EGS,
Vienna, April, 1997
A new approach to a cross-well tomography
G.A. Ryzhikov, M.S. Biryulina ( University
of Bergen, Norway), K.S.Osypov and J.A.Scales
(Department of Geophysics and Center for Wave Phenomena,
Colorado School of Mines, Golden, US)
Conventional approachs such as travel-time tomography or full-waveform
inversion often fail when applied to cross-well seismic data: the first
one because of waveguides, near-field zones and corresponding nongeometrical
waves which lead to problems of first arrival picking and interpretation
in terms of Fermat's extremals, and the second one because of multipal
minima of L2-norm on waveform residuals.
A new approach is suggested which is based on:
1. a proper parametrization of seismic wavefields in terms
of so called energetic envelopes;
2. applying of the Kullback-Leibler (KL) measure
to fitting of observed and synthetic envelopes.

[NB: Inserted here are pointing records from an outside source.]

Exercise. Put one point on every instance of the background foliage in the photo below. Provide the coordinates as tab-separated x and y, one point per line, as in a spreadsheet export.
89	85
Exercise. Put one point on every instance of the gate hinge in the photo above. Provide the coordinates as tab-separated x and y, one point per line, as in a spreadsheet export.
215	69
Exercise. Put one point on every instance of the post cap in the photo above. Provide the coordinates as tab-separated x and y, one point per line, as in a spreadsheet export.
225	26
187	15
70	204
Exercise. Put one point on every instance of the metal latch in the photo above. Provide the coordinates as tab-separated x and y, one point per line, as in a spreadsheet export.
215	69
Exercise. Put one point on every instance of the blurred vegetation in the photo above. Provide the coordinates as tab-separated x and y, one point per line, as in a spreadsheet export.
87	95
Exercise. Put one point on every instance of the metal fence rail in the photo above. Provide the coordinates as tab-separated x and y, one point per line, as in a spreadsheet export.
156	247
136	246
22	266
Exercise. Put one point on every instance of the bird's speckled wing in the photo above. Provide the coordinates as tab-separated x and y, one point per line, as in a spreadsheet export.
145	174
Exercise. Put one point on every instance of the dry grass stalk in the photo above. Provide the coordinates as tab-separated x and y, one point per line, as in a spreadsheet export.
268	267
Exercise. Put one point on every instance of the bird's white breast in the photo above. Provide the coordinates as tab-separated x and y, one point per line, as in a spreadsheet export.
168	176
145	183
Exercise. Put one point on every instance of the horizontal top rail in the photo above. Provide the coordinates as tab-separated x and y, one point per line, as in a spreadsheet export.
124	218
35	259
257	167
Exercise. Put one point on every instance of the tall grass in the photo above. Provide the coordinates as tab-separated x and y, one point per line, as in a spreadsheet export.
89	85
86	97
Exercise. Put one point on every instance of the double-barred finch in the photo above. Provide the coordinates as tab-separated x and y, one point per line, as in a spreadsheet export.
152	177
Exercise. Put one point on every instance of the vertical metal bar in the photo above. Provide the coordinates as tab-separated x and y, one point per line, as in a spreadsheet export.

The parametrization of wavefields is tied to an a priori representation
of a cross-well space as a medium stratified vertically and perturbed
by random, transversally oriented inhomogeneities. It allows us to treat
every seismic record statistically which in its turn is implied by a time-domain
diffusion of energetic wavelets. This procedure provides us
with a space-time distributions of energy and makes it much easier to fit
the latters with synthetic ones while the main kinematical parameters of
unknown medium are fairly saved.
A new objective function, that we suggest for dynamic inversion, as
an alternative to L2-norm, is the KL-measure, or the
relative entropy, on pseudo-probabilistic density functions constructed
from energetic envelopes.
The approach is illustrated by applying to real cross-well 3C-data
with/without additional well log data.